Bu müstesna şahsiyetler çoğunlukla mensup oldukları toplumların yaşamında toplumsal kimliğin inşasını ya ulusal ya da inanç ve değerler üzerine inşa ederler. Böylece toplumlar; itikadi, iktisadi ve siyasi söylem ve eylemler üzerinden kendilerinden bahsettirmişlerdir.
Milletler daima kendi benliklerini tanıma ihtiyacını hissetmek mecburiyetindedirler. İnsani değer sistemini bırakıp, başka insanları taklit etmeyi bir kazanım içinde olanların, simge şahsiyetler bazen ihdas edilerek ulusal benliğin tanınmasında önemli görmek istedikleri bir şahsı araçsallaştırarak bir ulusal kimlik haline getirirler.
Ama inkılapçı ve fatih olanlar ise toplumun ulusal kimliklerini yok etmeden, onun yerine toplum inşasının en üst piramidini insani değerler sistemini getirirler. Ve bunun üzerine bir inanç ve düşünce inşa ederler.
İşte bu dahi insanlar mesela; Pers Darius, Makedonyalı büyük İskender, Romalı Jül Sezar ve Bizanslı Justinias gibi sadece dünya haritasını değiştirebilenlerdir.

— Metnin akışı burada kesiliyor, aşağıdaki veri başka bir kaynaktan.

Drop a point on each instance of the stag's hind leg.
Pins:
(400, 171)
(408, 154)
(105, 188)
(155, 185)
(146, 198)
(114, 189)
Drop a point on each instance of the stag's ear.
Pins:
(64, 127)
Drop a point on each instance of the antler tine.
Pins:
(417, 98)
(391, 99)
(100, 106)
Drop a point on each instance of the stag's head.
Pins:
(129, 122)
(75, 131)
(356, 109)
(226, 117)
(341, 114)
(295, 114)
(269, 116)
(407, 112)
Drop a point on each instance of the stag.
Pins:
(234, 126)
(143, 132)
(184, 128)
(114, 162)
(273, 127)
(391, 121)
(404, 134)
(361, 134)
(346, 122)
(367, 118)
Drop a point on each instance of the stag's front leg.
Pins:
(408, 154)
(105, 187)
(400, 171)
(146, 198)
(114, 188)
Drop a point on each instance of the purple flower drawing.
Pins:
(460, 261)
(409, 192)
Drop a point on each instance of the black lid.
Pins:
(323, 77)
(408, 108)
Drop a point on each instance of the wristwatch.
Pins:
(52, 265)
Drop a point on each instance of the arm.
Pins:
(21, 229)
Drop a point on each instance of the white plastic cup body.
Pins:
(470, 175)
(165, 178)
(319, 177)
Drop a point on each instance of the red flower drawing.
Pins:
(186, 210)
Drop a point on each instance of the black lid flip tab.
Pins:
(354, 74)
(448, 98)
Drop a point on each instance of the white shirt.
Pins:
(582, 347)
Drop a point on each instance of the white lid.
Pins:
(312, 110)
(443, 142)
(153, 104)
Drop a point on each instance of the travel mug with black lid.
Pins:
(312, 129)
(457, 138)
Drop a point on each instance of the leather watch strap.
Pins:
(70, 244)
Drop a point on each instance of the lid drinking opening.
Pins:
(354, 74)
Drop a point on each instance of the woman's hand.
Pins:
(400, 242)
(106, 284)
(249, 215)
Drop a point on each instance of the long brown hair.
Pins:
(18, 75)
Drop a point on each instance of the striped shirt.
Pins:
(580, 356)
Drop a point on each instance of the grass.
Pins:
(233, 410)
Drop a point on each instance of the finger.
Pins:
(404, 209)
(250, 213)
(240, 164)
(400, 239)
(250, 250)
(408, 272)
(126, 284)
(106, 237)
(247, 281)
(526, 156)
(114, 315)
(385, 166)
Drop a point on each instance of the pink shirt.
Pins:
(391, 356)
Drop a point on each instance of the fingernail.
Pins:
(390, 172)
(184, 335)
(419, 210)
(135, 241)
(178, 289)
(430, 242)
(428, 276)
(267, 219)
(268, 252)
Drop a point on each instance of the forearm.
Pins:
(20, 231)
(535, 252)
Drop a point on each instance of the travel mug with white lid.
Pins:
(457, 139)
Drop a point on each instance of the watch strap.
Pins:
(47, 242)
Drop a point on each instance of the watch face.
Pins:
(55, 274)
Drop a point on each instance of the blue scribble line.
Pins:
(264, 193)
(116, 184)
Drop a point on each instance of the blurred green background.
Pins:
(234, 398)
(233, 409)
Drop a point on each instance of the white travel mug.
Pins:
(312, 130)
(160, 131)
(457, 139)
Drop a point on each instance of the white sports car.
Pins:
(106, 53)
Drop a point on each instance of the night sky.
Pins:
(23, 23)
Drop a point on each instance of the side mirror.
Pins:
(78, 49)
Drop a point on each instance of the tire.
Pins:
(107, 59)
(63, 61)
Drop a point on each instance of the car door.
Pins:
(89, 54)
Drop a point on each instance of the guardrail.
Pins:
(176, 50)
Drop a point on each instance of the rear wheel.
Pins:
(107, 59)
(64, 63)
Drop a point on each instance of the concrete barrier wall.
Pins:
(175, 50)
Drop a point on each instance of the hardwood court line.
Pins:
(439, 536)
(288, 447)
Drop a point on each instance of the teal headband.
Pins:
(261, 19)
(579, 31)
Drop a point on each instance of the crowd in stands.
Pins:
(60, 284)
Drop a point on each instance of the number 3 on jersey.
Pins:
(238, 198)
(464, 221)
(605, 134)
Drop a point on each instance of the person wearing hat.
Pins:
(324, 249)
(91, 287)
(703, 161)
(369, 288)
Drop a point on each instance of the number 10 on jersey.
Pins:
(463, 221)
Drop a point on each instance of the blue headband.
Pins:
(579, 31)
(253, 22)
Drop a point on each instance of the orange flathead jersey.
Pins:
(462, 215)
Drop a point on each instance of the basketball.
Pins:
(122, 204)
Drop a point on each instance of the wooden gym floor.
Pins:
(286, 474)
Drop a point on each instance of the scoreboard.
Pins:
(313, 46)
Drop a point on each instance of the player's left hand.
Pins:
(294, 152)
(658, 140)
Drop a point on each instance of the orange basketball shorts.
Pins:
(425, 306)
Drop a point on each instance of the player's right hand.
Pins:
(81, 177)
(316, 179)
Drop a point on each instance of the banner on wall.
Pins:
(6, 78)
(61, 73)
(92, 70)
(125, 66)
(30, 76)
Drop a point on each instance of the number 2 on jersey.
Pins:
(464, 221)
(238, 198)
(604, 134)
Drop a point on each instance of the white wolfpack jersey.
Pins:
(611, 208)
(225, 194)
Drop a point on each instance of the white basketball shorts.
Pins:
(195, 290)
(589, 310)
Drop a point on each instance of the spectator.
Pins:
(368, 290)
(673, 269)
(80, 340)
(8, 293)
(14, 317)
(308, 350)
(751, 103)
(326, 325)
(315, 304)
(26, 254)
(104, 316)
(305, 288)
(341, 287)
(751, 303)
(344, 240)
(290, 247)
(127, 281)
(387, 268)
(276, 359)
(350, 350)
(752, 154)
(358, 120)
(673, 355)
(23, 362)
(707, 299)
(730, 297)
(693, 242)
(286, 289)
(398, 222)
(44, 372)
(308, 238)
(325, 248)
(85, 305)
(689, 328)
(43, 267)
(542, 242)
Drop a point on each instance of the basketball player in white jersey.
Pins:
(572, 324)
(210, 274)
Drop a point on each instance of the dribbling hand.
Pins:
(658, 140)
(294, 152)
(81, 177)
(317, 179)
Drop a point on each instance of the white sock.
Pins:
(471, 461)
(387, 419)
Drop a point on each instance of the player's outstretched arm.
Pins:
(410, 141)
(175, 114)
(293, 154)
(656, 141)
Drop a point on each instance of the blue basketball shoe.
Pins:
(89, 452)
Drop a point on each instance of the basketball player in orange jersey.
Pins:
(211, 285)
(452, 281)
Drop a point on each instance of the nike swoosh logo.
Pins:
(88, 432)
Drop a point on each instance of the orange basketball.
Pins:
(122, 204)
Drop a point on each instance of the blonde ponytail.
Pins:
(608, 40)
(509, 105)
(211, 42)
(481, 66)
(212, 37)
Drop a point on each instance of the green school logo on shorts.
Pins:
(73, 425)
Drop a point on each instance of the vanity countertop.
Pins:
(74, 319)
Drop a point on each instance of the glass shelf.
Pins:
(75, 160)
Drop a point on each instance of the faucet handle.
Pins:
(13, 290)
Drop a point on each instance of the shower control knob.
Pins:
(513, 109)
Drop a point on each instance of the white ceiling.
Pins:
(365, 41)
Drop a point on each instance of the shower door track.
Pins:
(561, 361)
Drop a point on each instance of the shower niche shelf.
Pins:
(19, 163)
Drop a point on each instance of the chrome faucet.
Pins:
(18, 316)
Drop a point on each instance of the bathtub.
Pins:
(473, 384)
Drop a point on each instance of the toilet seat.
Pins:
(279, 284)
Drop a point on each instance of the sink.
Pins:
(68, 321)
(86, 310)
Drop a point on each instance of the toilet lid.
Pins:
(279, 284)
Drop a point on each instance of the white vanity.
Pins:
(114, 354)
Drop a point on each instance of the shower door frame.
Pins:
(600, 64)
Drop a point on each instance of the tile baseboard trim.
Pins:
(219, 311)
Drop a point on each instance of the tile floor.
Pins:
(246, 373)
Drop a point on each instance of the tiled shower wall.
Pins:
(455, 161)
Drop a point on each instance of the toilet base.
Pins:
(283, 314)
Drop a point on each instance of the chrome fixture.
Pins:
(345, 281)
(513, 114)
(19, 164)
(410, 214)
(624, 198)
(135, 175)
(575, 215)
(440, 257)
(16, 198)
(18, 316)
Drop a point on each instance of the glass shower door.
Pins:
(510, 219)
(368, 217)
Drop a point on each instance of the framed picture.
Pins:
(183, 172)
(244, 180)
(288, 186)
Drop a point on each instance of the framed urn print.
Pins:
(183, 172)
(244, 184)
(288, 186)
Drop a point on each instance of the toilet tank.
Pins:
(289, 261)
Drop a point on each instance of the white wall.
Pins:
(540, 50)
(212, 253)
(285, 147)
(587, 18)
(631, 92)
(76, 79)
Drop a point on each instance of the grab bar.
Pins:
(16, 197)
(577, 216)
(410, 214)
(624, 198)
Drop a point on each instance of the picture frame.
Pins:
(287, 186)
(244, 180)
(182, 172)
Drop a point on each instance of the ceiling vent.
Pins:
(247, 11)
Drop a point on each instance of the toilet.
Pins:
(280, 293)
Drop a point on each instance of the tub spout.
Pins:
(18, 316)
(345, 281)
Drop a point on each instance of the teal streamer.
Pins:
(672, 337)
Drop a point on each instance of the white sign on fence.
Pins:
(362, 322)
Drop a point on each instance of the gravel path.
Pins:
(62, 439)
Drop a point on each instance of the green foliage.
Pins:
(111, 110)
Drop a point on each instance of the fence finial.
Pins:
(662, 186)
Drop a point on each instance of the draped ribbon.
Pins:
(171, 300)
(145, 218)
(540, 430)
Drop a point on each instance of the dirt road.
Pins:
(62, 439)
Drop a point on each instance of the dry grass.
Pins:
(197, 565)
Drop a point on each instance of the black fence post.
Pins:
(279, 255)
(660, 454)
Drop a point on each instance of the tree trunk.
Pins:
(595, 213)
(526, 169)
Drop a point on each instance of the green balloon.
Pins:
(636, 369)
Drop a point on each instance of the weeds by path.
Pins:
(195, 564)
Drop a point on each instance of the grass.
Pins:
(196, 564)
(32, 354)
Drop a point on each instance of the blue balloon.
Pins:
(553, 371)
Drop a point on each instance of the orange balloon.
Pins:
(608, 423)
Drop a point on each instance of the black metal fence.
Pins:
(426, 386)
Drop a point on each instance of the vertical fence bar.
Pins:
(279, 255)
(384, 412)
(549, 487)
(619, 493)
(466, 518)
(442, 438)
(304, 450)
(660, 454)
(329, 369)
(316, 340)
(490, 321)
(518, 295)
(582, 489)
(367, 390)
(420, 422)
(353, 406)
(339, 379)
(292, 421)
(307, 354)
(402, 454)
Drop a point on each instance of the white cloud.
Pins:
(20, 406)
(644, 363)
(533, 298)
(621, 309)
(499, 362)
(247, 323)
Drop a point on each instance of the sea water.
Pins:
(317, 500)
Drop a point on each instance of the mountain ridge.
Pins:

Öbür yandan dünya tarihinin mübtedisi olan Adem, dokuzyüz elli yıl uyarıda ısrar eden Nuh, ateşlerin kucağında tevekkül sahibi İbrahim, Firavun zulmüne karşı toplumu değiştiren heybetli Musa, kundakta iken uyarılarına başlayan, merhamet ve sevgi abidesi olan İsa ve bedevi deve çobanlarından münevver ve çölleri Medine’ye çevirerek medeniyet kuran İlk İslam devlet başkanı Muhammed (sav) da değişiklikler yaptı. O’ kalplerden kalıplara, oradan da topluma acıma, dayanışma ve yardımlaşma üzere bir devlet kurdu. Sadece haritaları değil, fikriyatı da değiştirerek bambaşka bir ortamı topluma sunmuş ilk İslam medeniyetinin devlet başkanıdır.